Elasticsearch only keep tracks of version numbers, not the contents of each
version. Many developers ignore the version number returned by ES.
Elasticsearch uses Lucene underneath, so it has no true update mechanism.
Each update is actually an atomic delete-create.

Once data is posted it needs to be available for searching immediately? Are

there any concerns I need to address from an "Index" standpoint to make
this possible?

Data will become available after the refresh interval, the default being 1
second. Get requests should contain all data since they work off both the
index and the transaction log.



Other things to know:****

  • I am initially looking at using a single "Index" that would contain all
    of our property records. Is there any reason other than fault tolerance not
    to do this?

Sounds good. A single index is ideal for many reasons such as less OS-level
file resources and better shard allocation (not competing with other
indices).


  • I am initially looking at using a simple single, possible 2 server
    cluster setup. Is there any reason other than fault tolerance not to do
    this?

Sounds good.


  • As far as searching goes, we are looking to some basic field searching
    (matches, starts with, contains) in combination with some Geospatial
    searching (polygon and radius).

That's what a search engine does!

Cheers,

Ivan

--

Wow, thanks for the quick responses to my questoins. Over the next day or
so I'll look into the info supplied and post back with my
findings/additional questions.

Thanks
Lee

On Wednesday, January 16, 2013 11:00:31 AM UTC-5, Lee Duhl wrote:

I am looking at ES as a replacement to the 3rd party index server that we
are currently using on property search website. I have not installed ES yet
as I’m just gathering information at this point, but I do expect to install
a test instance within the next couple of days and start working with it.

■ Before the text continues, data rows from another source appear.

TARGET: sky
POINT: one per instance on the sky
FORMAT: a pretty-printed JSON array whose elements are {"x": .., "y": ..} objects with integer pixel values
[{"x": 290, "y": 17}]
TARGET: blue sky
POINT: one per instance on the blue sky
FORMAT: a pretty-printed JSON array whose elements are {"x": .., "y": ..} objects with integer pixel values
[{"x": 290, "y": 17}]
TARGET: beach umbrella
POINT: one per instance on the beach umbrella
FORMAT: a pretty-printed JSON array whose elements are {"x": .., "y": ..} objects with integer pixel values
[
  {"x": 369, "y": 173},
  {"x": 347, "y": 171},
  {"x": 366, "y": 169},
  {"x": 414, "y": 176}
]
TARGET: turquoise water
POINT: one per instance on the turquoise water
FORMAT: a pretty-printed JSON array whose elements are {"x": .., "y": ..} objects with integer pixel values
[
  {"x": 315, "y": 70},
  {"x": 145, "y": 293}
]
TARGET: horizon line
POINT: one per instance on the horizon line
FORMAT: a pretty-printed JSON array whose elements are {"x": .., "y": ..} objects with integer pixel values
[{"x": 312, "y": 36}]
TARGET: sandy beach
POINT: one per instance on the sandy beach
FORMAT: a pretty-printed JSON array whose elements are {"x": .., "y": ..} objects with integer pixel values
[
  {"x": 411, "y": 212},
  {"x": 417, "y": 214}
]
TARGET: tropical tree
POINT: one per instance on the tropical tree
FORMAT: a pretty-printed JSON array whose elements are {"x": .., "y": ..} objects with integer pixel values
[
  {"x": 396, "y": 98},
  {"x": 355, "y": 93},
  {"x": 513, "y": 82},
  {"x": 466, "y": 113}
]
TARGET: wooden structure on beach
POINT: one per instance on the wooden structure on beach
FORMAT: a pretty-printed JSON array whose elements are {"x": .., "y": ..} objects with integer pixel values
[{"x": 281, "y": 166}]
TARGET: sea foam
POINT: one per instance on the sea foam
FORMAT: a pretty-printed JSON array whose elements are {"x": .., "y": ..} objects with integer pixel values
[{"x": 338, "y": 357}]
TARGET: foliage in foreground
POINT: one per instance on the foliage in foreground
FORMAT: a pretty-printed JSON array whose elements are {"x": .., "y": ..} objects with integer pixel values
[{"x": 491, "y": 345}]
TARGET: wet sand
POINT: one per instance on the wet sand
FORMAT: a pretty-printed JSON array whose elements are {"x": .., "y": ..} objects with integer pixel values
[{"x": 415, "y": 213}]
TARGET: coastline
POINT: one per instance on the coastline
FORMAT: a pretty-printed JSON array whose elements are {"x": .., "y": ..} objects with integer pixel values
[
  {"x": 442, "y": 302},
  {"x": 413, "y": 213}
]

Our main need is to index a set of property data that comes out of our SQL
server database. We are talking only a relatively small number of db
records (50k initially but could go to a couple hundred thousand depending
on how we leverage ES). My concern is that our data updates frequently and
we will want to keep somewhat close to real-time data in our index server.
This will require a rather constant stream of creates, updates and deletes
to the target indexes.

Based on what I've read so far, there appears to be 2 applicable ways to
get SQL data into the index server: 1) River and 2) ETL process that will
probably post to the "_Bulk" API method.

  1. A "River" seems like the easiest method, but the samples I've seen have
    to do with creating/updating documents in the index and I've not seen any
    way to delete documents. Is there a way to delete documents via a river and
    if so how is that done?

  2. An ETL "Post" to the "_Bulk" api method will require a little more work
    but it appears to be a more robust solution that directly supports deleting
    documents. Samples/API, however, only review to "Create" and "Delete"
    methods for handling documents and I'm a bit confused on how the "Create"
    method handles updates? I've read the info on versioning that applies to
    creates, but I'm not really interested in any previous version of a
    document. I want "Create" actions to existing documents just to overwrite
    the existing document. Is there anything I need to do/setup to handle the
    "Create" to make sure that any existing document is overwritten?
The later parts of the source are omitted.